None of it was understandable to me, though. I had no control—not of my life or my own body, and I fucking hated it.
Lifting his head, Max guided my other hand to his throat, forcing me to feel the vibrations of his vocal cords. He did that often when we made love in the dark. I hated and loved the action equally because it was another reminder that I couldn’t hear whatever he was saying.
Max ripped my panties aside, the crown of his tree-trunk-like cock already lined up to my dripping entrance. With a hard thrust forward, he impaled me, stealing a whimper from my throat. I felt the vibrations of his vocal cords as he spoke while he drove into me over and over.
Pleasure replaced the anger, the hurt, all the self-doubt, and the fear of hope. There was only us, my Max and me, lost in each other. I got lost in the way his body worshiped mine, how his giant cock owned my small body, the feral way his throatvibrated as his breathing became more labored. He pumped his hips harder, causing the bed to move. We’d broken more than one bed over the years, and I’d lost count of how many holes he’d put in walls.
Seeing the damage caused by our lovemaking always gave me a little thrill.

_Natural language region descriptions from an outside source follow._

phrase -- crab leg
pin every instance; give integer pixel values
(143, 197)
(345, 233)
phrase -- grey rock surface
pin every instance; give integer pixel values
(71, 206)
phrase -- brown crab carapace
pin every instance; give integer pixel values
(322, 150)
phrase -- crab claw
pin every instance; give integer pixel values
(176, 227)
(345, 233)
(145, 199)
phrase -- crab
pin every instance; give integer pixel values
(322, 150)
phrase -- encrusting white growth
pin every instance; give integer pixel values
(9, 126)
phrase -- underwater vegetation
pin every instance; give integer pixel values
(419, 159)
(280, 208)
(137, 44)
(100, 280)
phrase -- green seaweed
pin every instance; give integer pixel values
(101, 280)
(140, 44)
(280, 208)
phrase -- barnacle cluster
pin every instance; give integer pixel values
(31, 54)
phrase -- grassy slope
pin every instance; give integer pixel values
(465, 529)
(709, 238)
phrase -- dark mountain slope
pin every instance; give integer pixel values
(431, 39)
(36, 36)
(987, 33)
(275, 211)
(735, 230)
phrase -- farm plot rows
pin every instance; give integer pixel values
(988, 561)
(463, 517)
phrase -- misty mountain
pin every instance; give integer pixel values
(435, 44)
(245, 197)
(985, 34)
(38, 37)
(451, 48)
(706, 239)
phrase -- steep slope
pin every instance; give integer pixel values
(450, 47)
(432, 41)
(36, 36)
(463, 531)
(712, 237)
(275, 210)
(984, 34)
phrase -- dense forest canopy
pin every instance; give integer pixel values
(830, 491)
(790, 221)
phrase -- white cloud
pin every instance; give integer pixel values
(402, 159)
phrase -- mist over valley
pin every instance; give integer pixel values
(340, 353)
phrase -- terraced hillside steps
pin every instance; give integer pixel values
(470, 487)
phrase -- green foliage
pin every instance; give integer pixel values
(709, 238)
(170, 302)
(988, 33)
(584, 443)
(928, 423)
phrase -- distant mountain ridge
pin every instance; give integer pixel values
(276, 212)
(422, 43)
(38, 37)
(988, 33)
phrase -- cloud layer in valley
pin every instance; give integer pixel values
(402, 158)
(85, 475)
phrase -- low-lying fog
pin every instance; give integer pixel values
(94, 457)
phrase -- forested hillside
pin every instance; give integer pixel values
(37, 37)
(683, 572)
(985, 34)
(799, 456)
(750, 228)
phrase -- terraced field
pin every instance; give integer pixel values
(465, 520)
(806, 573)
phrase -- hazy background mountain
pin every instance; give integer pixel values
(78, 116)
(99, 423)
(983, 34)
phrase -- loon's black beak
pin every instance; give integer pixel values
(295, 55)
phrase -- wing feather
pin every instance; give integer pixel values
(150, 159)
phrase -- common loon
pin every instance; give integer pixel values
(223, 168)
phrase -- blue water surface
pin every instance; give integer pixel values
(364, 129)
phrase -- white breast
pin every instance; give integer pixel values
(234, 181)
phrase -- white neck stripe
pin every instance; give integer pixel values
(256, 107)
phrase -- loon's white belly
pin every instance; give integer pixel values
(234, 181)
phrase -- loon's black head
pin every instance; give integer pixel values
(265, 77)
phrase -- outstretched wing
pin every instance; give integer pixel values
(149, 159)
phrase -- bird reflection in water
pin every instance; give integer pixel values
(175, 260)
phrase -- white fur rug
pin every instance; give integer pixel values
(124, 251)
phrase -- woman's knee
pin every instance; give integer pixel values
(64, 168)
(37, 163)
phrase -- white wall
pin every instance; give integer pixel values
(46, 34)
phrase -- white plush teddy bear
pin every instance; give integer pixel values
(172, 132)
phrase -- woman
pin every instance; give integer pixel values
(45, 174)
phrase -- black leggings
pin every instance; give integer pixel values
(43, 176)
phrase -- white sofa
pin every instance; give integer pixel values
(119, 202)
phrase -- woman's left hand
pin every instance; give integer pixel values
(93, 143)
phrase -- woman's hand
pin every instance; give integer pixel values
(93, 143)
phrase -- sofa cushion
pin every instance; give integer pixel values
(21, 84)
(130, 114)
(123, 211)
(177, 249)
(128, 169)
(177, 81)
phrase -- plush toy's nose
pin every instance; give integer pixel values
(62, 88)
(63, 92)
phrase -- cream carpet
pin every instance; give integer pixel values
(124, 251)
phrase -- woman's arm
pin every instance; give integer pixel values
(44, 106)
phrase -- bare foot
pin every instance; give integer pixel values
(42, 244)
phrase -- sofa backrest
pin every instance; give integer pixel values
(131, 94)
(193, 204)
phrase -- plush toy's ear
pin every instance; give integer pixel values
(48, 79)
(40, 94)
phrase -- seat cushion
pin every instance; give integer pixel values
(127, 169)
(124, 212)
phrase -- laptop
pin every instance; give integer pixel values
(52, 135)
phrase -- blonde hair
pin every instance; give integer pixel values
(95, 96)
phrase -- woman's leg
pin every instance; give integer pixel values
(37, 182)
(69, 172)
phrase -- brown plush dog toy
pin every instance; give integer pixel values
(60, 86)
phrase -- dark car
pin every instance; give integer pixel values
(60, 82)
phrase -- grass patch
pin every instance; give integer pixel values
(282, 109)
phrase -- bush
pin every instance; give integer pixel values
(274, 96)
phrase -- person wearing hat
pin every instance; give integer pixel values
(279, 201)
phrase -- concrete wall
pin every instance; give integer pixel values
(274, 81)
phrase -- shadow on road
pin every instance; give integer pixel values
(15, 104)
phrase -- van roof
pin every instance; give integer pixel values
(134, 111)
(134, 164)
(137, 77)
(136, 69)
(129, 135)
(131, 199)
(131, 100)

I had pictures of every single hole he’d made, my only souvenir to cherish since Reid would slip in and repair the walls while we were at work.
My nails bit into Max’s back as my release started to build. Wrapping my legs around his waist, I began to choke on each breath as his monster cock stretched me for the first time in far too many days. He felt thicker than usual, something I put down to having gone without for a full week.
Our first time after our son’s birth, when the doctor had given the thumbs-up while cautioning us to take it slow, Max felt as if he’d tripled in size. Afterward, he’d refused to give me his dick for a few days, just like when he’d taken my virginity all those years ago. But that was fine, because now I was an expert at sucking my man’s cock. It didn’t take much to cause him to lose his mind when I choked on his mammoth-sized dick.
“Max.” I wasn’t sure if I whispered or screamed his name as the orgasm rippled through my body when he slammed into me one last time. Ropes of his come filled me, detonating another powerful wave of pleasure as the thick, warm fluid flooded inside me.
A continuous vibration worked beneath my fingers, causing my hand to tighten for a moment around his neck. Tears leaked from my eyes as I wished yet again for the ability to hear him. Just once. I wasn’t greedy. I’d take a single sound and live on the memory for the rest of my life.
I passed out from the exhaustion of the last few days, combined with the rapture of my orgasm knocking me out.Probably what the dang man had wanted to achieve anyway. He’d fucked me to sleep more than once to avoid an argument.
When I opened my eyes again, light was streaming through the curtains. I found myself trapped in the center of the bed, my six-foot-six husband wrapped around my smaller frame. Blinking sleep away, I realized he was wide awake, watching me with awe, as if he couldn’t bear to look away.